Robert Bond (robert.bond@bristows.com) is Partner & Notary Public at Bristows LLP in London, UK.
As data protection laws continue to evolve around the world, one of the core data protection principles—storage limitation—remains a priority. It requires organizations to retain personal data for only as long as it is necessary for the purposes for which they are required. The challenge is that the necessary amount of time has not been defined.
The European Union General Data Protection Regulation provides specific requirements for the storage limitation principle, saying that personal data shall be “kept in a form which permits identification of data subjects for no longer than is necessary for the purposes for which the personal data are processed.”[1]
If data are truly the “oil of the internet,” then they have value. That’s why businesses often keep data for as long as possible, saying that they never know when the data might be useful. However, keeping personal data longer than is necessary turns that information into toxic data. If leaked, they can have disastrous consequences not only for the individuals whose data are uncontrolled but also for the business that loses control of the same data.
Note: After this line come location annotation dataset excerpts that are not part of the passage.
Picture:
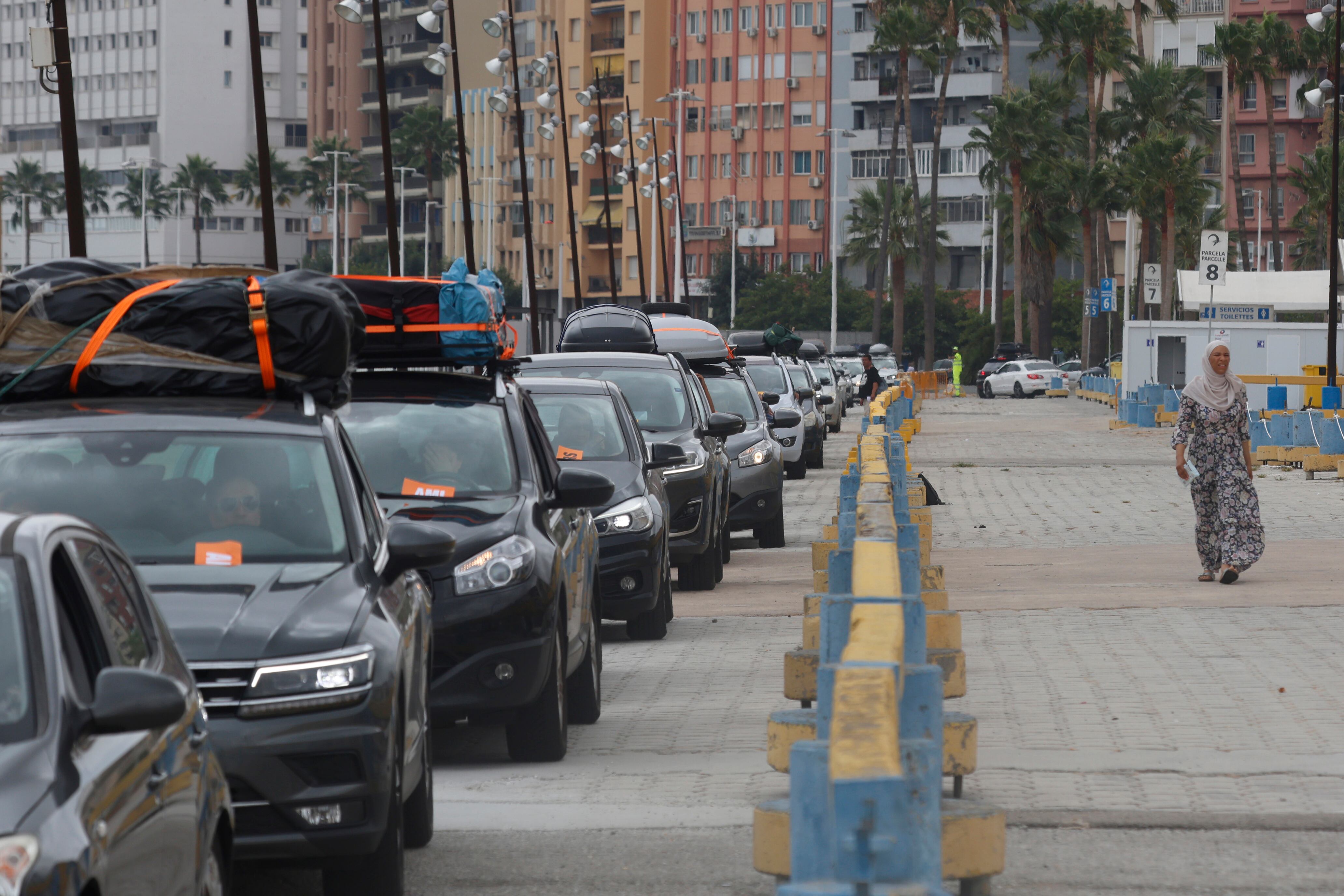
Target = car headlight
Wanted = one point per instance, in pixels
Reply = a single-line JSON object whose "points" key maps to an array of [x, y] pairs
{"points": [[310, 683], [503, 565], [628, 516], [18, 855], [757, 455]]}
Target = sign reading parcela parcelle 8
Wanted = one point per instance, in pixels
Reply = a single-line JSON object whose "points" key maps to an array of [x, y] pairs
{"points": [[1213, 257]]}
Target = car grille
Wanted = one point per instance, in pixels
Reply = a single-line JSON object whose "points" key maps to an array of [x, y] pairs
{"points": [[222, 684]]}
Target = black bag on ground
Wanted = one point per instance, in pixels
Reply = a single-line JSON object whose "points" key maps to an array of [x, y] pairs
{"points": [[190, 338]]}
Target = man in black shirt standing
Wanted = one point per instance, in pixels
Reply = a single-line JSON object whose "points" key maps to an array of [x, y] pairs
{"points": [[871, 382]]}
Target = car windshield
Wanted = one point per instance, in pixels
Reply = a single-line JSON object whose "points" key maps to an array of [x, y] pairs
{"points": [[432, 449], [581, 428], [768, 378], [732, 396], [209, 499], [18, 719], [657, 397]]}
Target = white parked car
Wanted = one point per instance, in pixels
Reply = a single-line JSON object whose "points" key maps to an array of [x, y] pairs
{"points": [[1022, 379]]}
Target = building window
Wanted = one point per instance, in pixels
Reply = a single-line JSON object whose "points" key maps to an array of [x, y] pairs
{"points": [[1246, 150]]}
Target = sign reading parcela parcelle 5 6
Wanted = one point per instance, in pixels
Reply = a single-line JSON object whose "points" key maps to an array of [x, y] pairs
{"points": [[1213, 257]]}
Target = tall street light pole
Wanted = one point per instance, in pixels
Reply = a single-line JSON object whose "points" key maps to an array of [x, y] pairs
{"points": [[268, 197]]}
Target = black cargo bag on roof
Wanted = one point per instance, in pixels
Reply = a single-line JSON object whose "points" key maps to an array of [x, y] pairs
{"points": [[608, 328], [190, 338]]}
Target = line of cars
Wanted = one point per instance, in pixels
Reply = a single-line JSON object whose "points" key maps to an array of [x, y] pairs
{"points": [[229, 629]]}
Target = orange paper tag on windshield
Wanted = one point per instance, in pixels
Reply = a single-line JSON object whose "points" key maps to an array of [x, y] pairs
{"points": [[427, 489], [219, 554]]}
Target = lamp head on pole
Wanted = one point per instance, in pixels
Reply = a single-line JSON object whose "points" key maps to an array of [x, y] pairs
{"points": [[350, 11]]}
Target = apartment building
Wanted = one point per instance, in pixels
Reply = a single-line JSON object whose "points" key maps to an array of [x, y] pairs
{"points": [[154, 84]]}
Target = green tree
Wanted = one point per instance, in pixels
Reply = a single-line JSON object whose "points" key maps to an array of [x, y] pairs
{"points": [[158, 198], [30, 186], [202, 182]]}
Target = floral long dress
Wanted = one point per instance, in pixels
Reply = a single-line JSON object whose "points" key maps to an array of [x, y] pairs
{"points": [[1228, 526]]}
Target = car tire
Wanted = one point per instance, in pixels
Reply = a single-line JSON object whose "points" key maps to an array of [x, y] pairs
{"points": [[585, 686], [384, 871], [418, 812], [771, 535], [652, 625], [541, 731]]}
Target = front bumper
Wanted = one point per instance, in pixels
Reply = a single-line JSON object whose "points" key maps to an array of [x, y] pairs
{"points": [[638, 557], [277, 765]]}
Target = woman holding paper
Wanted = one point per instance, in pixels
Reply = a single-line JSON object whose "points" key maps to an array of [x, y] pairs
{"points": [[1214, 456]]}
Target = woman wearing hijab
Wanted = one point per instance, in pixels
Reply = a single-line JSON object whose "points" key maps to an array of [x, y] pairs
{"points": [[1214, 430]]}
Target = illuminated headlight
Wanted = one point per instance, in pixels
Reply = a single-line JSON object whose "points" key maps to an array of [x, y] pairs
{"points": [[628, 516], [303, 678], [18, 855], [757, 455], [496, 567]]}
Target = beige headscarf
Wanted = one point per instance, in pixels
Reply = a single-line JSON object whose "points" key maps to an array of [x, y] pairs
{"points": [[1211, 390]]}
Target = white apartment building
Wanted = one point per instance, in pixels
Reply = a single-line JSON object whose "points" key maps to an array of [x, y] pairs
{"points": [[158, 80]]}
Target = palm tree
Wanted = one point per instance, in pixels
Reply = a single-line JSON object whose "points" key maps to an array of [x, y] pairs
{"points": [[1021, 123], [1234, 45], [248, 182], [882, 228], [425, 135], [1277, 51], [158, 199], [198, 176], [25, 186]]}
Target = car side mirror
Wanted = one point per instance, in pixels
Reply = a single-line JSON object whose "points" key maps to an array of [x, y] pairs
{"points": [[664, 455], [721, 425], [415, 546], [135, 700], [581, 489]]}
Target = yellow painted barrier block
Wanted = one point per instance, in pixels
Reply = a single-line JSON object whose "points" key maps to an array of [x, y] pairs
{"points": [[975, 840], [771, 837], [935, 600], [822, 554], [944, 629], [960, 739], [812, 632], [954, 664], [800, 675]]}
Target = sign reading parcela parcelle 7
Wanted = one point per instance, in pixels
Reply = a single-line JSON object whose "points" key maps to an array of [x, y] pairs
{"points": [[1213, 257]]}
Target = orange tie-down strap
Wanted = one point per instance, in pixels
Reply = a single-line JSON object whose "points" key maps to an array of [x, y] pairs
{"points": [[257, 316], [109, 324]]}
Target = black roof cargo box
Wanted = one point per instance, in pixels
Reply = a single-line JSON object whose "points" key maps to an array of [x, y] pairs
{"points": [[608, 328]]}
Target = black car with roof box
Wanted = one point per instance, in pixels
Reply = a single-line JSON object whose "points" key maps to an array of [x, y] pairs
{"points": [[515, 635]]}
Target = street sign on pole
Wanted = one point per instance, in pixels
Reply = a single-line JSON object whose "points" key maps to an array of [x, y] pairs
{"points": [[1152, 284], [1213, 257]]}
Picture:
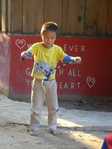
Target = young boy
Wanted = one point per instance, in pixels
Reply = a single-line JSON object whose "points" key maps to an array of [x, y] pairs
{"points": [[46, 56]]}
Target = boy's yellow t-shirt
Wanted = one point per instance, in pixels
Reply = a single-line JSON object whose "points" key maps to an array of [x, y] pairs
{"points": [[45, 60]]}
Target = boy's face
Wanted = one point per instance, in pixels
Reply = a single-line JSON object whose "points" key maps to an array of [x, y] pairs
{"points": [[48, 38]]}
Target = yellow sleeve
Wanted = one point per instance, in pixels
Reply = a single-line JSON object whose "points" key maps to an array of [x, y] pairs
{"points": [[33, 49], [61, 54]]}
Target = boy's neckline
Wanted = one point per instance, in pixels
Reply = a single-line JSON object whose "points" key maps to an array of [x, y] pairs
{"points": [[46, 46]]}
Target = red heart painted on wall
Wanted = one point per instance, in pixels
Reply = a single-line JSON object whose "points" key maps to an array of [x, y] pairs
{"points": [[90, 81]]}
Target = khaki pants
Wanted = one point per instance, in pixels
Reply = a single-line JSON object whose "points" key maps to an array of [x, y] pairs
{"points": [[44, 92]]}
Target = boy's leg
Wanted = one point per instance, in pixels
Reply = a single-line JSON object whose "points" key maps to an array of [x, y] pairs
{"points": [[37, 101], [52, 103]]}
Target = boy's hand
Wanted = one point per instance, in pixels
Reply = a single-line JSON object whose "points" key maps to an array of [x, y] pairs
{"points": [[77, 59]]}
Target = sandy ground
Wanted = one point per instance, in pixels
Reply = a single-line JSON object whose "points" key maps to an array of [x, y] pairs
{"points": [[78, 130]]}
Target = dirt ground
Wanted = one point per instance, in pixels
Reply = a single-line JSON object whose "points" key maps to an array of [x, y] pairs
{"points": [[17, 136], [14, 136]]}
Establishing a robust data retention policy requires businesses to fully understand the “who, what, where, when, why, and how” of the personal information that they collect, use, and retain. Good data governance enables a business to demonstrate the provenance of that information. It also demonstrates the key principle of accountability under many data protection laws.
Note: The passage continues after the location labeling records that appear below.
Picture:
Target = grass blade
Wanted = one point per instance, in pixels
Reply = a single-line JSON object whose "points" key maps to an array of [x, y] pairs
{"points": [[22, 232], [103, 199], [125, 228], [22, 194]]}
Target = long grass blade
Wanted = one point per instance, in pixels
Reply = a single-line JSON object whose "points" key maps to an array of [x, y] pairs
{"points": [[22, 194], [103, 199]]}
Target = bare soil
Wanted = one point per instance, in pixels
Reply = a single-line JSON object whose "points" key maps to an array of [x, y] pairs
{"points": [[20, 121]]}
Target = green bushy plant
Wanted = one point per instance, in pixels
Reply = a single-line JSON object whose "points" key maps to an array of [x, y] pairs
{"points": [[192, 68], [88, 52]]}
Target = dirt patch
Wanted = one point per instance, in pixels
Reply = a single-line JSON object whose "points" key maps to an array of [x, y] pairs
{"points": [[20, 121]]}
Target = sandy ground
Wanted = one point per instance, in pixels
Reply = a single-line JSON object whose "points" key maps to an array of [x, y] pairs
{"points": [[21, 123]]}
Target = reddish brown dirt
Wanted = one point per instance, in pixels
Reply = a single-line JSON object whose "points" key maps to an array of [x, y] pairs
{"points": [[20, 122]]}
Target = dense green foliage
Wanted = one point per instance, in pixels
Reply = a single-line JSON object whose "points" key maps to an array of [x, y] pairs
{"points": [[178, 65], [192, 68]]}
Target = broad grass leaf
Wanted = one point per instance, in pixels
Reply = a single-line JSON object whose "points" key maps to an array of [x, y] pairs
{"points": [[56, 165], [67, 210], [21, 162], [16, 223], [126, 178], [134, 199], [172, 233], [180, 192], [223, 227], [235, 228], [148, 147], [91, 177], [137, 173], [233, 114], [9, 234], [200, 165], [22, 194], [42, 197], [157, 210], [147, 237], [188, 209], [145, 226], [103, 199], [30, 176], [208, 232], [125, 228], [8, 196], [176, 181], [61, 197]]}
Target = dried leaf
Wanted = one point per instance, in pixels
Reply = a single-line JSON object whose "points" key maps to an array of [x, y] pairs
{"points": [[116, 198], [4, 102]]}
Depending on the nature of your business, the legal and regulatory demands relating to the retention of personal data will vary. In addition to sectorial requirements, there are jurisdictional variations that make the issue of data retention even more complex, especially for multinational businesses.
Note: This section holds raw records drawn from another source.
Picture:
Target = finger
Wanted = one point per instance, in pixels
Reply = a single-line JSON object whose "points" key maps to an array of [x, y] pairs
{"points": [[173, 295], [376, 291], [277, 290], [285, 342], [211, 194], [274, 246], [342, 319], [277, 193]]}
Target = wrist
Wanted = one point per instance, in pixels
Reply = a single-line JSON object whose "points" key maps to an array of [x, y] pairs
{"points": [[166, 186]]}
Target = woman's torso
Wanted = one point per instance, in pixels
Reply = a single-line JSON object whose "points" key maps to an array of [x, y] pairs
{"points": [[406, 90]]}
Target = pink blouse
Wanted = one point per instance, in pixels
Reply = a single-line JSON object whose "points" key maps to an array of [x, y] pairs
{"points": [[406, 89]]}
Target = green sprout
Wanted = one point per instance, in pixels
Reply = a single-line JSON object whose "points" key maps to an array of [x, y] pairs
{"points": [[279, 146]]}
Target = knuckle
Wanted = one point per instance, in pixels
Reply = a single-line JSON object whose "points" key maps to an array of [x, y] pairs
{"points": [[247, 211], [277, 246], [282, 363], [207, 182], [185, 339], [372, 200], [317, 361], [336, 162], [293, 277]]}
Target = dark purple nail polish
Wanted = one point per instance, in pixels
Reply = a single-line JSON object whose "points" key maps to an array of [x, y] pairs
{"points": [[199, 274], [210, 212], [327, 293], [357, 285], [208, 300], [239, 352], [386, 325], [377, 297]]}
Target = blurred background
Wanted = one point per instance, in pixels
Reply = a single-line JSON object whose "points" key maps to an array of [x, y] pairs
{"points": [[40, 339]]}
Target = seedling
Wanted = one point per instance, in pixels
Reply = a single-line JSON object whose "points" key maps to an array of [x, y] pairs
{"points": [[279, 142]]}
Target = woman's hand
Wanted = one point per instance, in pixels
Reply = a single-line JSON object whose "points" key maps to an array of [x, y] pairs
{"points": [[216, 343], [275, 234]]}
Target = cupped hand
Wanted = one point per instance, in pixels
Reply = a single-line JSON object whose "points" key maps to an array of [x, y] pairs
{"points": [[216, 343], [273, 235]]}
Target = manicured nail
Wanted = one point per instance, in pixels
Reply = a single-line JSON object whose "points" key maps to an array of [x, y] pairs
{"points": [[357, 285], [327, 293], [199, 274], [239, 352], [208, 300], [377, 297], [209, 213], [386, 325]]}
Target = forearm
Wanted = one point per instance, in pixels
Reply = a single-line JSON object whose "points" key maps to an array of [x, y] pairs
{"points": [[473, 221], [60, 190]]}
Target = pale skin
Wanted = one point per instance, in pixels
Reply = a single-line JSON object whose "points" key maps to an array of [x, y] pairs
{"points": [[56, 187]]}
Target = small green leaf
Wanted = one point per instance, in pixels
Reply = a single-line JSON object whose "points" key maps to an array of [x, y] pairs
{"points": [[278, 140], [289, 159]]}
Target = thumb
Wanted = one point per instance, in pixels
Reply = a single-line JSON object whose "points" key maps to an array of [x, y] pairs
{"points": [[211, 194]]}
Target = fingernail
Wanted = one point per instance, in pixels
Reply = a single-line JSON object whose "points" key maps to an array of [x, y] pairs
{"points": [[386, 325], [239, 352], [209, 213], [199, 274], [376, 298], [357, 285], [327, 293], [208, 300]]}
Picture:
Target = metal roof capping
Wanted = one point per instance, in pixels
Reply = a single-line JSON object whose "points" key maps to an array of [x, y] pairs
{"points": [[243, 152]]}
In an increasingly litigious world, any data retention policy needs to respect and understand the requirement for “litigation hold.” It requires data to be “quarantined” during the course of a litigation or an investigation. Therefore, any data retention policy must interface with data destruction procedures.
Developing a comprehensive data retention policy is a significant exercise for many businesses. It often gets put on hold as seemingly too difficult, and it is only when things go wrong that the compliance professionals, as well as the business itself, wish that they had established it sooner!